A view is a prerequisite for the experience of landscape seen in terms of aesthetics, e.g. beauty, picturesqueness or sublimity. It can be a “model” of a painting landscape. As such, it bears witness to the oculocentric nature of the European culture.
According to some theoreticians, in order to become a landscape, a view must become an object of someone’s aesthetic experience. This happens when the observer separates some fragment of reality (view) in the act of viewing, which then undergoes an aesthetic evaluation. The idea of a view is thus inscribed in a specific relation between a human and his environment, experienced as an aesthetic image (humans are spectators, distanced observers, contemplating the “image” stretching in front of them).
The view as a perceived image (landscape) is closely related to the tourist experience (tourist’s gaze), consisting in “consuming” views already known through reproductions on postcards, in albums, tourist brochures. The view understood in this way is confirmed by the idea of a vantage point, i.e. a natural or artificial place distinguished by its spectacular view. In Urry’s opinion, the tourist’s gaze, especially in its collective variant, confirms the attractiveness of the view as a place worth seeing. An important role in the standardisation of contemporary view experience is played by photography, which has widely spread the cult of beautiful representations of nature. The development of tourism means, among other things, that all nature is reduced to the role of a gallery of views. The idea of the view has led to a change in the way people feel the nature, which is treated as a collection of tourist attractions. This concept, as far as it is identified with the idea of landscape, is sometimes criticised as a falsifying image of human relations with the environment, as well as leading to inadequate aesthetic assessments of the environment.
[M. G., B. F.]
Literature:
Carlson, Allen.

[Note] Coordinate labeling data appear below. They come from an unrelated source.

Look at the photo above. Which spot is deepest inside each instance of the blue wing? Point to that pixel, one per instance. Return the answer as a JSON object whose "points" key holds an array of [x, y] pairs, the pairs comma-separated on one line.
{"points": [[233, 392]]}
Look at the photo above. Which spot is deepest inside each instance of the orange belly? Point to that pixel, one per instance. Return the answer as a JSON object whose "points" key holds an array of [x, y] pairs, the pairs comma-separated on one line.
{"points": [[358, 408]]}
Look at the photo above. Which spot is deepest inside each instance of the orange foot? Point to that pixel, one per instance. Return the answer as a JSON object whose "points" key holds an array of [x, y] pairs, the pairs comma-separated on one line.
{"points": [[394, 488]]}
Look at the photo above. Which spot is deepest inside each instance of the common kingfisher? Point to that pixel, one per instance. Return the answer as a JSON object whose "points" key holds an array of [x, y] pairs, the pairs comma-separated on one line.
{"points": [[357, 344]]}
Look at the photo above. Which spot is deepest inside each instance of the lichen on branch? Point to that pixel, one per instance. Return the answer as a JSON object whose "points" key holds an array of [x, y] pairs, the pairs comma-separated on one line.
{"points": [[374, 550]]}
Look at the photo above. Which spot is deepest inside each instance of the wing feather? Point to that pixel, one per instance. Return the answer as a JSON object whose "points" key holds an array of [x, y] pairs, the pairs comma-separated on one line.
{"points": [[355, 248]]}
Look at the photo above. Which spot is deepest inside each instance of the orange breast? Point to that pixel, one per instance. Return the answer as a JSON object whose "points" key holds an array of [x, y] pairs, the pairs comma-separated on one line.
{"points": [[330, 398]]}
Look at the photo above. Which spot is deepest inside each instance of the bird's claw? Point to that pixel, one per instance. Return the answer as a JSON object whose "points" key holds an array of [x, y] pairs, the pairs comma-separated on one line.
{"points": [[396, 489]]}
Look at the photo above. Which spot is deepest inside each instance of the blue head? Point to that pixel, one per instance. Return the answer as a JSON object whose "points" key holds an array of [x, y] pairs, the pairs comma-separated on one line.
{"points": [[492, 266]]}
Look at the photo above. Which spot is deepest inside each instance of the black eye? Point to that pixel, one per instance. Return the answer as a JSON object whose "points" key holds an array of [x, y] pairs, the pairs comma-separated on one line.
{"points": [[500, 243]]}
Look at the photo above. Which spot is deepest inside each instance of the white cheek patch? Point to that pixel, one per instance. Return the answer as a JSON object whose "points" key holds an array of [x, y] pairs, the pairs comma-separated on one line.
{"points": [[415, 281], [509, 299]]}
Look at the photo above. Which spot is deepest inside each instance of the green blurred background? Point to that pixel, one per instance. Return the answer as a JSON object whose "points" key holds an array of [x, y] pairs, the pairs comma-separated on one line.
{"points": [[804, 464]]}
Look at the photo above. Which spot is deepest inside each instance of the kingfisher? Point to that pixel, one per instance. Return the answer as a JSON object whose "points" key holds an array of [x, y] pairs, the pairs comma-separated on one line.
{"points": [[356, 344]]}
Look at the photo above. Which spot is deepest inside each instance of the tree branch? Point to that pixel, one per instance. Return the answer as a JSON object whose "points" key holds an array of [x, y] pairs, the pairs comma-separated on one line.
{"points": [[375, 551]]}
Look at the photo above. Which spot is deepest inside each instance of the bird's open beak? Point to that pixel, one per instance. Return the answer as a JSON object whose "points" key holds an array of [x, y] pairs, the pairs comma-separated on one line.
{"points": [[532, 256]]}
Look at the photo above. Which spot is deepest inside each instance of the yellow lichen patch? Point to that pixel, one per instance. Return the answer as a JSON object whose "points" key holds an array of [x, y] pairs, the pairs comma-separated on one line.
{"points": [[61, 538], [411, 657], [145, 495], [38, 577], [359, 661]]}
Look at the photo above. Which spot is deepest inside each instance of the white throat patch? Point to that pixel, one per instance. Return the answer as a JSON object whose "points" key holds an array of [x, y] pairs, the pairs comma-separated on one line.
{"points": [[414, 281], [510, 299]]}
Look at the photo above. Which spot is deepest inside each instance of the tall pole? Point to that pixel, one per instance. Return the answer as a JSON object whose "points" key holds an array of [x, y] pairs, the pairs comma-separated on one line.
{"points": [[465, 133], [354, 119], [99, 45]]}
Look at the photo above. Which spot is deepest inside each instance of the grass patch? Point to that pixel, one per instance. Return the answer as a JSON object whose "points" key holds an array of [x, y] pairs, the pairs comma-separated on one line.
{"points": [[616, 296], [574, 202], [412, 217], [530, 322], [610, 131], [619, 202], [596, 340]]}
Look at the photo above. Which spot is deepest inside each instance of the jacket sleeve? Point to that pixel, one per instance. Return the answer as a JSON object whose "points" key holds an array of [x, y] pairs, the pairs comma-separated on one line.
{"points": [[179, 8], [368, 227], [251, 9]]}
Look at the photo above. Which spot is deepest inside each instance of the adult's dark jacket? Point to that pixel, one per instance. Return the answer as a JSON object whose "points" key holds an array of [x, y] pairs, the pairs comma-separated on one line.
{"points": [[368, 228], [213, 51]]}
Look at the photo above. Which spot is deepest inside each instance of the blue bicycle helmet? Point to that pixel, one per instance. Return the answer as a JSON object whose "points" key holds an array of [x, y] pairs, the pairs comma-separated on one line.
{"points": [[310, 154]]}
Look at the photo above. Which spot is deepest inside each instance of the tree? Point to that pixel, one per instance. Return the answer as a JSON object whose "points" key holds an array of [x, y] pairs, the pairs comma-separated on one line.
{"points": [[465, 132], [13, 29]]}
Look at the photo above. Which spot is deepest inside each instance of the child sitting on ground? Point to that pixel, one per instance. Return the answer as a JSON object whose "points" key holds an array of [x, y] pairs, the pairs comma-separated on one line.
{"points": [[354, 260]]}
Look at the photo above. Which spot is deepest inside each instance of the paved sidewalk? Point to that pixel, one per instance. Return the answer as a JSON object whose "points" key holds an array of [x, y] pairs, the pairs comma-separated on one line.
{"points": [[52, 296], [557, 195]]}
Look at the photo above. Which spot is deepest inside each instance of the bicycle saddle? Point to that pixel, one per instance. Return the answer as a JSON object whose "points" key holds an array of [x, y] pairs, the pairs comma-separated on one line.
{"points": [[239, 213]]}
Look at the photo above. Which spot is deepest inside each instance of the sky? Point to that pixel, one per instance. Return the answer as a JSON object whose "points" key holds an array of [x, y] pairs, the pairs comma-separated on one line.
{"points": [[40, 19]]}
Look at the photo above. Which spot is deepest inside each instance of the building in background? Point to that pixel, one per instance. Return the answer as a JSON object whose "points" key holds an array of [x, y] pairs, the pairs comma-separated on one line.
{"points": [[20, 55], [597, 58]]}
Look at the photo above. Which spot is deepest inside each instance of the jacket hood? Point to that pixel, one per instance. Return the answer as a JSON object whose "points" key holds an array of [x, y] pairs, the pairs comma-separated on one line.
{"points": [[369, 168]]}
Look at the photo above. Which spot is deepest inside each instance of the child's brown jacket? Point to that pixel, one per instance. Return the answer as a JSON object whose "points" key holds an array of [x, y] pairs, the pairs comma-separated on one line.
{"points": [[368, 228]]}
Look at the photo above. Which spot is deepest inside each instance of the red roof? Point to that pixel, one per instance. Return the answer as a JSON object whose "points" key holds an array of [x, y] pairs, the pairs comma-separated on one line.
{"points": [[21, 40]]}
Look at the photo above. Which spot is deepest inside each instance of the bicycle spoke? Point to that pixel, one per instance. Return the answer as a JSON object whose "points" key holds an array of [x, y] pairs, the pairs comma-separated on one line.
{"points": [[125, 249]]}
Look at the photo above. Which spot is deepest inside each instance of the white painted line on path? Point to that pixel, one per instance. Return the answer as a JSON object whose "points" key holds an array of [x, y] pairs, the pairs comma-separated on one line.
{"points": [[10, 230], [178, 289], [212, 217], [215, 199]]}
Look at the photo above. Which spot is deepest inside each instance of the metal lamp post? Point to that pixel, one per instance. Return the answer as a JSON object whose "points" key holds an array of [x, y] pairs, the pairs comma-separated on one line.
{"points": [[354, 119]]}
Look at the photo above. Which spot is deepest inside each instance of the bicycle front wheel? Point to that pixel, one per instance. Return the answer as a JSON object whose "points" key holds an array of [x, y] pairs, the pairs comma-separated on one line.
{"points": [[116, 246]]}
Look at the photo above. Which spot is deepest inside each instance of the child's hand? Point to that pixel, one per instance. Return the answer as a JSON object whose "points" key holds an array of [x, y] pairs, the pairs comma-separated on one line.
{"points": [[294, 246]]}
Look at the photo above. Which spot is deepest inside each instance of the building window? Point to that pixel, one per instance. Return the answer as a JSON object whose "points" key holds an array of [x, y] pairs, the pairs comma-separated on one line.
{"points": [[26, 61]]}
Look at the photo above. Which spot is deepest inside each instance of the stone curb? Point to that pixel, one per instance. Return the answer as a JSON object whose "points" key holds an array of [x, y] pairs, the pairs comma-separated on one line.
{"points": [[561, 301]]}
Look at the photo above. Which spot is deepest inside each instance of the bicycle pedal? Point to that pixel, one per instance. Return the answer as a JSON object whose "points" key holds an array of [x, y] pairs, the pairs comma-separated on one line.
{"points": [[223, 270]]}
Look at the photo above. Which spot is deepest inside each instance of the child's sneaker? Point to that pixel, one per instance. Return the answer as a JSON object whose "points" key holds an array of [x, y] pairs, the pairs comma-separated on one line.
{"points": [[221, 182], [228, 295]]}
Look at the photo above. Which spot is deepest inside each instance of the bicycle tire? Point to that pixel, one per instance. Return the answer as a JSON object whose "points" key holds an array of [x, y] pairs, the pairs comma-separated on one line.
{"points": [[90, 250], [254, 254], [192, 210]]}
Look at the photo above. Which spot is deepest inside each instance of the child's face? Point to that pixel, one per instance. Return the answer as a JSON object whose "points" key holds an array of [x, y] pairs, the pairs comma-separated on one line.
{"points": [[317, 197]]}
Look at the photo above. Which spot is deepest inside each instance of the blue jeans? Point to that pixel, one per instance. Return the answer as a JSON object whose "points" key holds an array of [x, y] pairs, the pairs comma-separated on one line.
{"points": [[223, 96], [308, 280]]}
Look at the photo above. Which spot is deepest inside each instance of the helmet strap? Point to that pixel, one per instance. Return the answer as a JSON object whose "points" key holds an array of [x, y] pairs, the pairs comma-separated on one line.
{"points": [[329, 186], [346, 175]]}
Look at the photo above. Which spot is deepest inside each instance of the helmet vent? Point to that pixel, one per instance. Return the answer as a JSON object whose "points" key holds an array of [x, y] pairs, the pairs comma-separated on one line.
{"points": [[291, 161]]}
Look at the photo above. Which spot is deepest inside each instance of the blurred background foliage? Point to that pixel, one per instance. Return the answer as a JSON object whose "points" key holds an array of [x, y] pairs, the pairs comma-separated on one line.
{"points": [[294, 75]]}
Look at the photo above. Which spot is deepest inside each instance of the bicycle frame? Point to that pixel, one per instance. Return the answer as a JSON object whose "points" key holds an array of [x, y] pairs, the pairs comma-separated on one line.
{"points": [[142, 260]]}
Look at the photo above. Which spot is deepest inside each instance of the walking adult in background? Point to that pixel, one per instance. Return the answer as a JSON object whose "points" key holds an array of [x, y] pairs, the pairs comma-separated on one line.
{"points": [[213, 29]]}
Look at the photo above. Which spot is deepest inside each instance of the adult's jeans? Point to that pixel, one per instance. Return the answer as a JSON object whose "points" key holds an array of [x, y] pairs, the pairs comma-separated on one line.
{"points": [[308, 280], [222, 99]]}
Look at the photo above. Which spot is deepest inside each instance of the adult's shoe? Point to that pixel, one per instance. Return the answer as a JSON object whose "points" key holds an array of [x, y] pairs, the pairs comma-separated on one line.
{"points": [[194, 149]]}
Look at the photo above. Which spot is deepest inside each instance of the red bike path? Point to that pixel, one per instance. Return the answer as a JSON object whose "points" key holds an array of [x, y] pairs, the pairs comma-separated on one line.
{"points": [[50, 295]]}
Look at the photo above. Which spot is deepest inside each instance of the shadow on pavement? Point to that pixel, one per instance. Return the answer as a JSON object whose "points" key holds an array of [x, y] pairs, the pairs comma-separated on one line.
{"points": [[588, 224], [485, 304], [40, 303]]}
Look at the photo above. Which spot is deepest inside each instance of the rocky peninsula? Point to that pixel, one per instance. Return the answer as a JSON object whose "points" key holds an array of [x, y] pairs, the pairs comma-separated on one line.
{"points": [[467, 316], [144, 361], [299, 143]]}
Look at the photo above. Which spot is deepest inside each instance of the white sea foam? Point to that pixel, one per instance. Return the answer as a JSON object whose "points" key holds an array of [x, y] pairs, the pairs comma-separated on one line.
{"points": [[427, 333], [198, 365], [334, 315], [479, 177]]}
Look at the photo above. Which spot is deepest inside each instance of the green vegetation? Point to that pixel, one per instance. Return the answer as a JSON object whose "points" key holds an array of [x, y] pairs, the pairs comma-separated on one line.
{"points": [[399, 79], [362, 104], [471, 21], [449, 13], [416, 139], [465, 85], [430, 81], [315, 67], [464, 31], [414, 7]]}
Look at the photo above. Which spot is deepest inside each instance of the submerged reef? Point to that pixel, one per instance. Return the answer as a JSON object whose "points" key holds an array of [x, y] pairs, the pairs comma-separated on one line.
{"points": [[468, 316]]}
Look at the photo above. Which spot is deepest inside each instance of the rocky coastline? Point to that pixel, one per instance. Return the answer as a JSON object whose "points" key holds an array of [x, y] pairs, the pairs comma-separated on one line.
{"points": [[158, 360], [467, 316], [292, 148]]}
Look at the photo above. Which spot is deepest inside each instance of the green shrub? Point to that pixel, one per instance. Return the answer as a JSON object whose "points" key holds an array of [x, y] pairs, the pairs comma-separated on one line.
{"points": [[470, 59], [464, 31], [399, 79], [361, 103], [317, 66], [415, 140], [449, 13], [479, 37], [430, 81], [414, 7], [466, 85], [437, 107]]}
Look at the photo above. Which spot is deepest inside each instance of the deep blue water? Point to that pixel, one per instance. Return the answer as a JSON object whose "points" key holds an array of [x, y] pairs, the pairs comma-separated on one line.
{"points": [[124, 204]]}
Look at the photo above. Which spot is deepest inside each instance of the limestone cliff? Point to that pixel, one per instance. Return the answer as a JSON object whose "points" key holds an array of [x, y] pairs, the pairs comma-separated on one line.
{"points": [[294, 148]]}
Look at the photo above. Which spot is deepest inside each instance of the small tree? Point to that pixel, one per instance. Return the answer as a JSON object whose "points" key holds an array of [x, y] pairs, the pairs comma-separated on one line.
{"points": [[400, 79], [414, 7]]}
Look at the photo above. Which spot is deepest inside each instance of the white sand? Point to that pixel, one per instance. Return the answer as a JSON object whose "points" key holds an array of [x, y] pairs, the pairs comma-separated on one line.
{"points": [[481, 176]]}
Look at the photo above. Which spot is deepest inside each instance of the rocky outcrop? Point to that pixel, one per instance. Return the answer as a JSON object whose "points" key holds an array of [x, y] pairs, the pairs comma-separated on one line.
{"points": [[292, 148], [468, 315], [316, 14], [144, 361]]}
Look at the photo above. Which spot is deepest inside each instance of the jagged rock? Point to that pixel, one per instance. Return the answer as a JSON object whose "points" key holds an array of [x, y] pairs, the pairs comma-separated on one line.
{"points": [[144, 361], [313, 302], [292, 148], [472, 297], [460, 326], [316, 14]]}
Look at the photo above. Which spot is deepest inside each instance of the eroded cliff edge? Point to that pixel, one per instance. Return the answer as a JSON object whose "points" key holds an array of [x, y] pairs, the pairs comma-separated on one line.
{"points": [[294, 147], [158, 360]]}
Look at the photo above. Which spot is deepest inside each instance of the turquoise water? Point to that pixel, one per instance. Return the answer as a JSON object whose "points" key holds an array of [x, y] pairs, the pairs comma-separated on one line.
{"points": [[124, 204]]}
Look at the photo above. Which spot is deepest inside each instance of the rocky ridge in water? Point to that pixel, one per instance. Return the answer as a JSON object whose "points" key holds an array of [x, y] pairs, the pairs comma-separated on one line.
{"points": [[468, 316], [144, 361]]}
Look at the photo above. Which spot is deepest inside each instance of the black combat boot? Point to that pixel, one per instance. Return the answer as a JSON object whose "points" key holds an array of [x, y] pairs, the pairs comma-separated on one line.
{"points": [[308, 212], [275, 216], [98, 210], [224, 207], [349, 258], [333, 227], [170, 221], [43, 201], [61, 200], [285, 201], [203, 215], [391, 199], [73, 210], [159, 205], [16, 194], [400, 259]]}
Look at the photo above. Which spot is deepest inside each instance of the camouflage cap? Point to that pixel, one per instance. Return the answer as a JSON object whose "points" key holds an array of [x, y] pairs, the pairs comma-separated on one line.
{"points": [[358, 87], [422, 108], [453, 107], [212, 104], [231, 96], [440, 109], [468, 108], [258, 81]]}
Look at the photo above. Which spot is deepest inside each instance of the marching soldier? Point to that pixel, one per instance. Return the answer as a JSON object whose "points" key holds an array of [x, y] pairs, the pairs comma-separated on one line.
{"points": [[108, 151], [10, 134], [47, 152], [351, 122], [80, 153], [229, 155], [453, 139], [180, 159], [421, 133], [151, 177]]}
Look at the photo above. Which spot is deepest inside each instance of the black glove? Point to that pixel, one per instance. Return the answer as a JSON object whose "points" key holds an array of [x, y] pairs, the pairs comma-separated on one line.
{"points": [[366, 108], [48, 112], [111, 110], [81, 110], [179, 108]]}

Aesthetics and the Environment: The Appreciation of Nature, Art and Architecture. London: Routledge, 2000.
Cosgrove, Denis E. Landscape and the European Sense of Sight – Eyeing Nature, In: K. Anderson, M. Domosh, S. Pile, N. Thrift (eds.), Handbook of Cultural Geography, London: Sage Publications, 2003.
Urry, John. The Tourist Gaze. London: Sage, 2002.
Ritter, Joachim. Landschaft: zur Funktion des Ästhetischen in der modernen Gesellschaft, Münster: Aschendorff Verlag, 1963.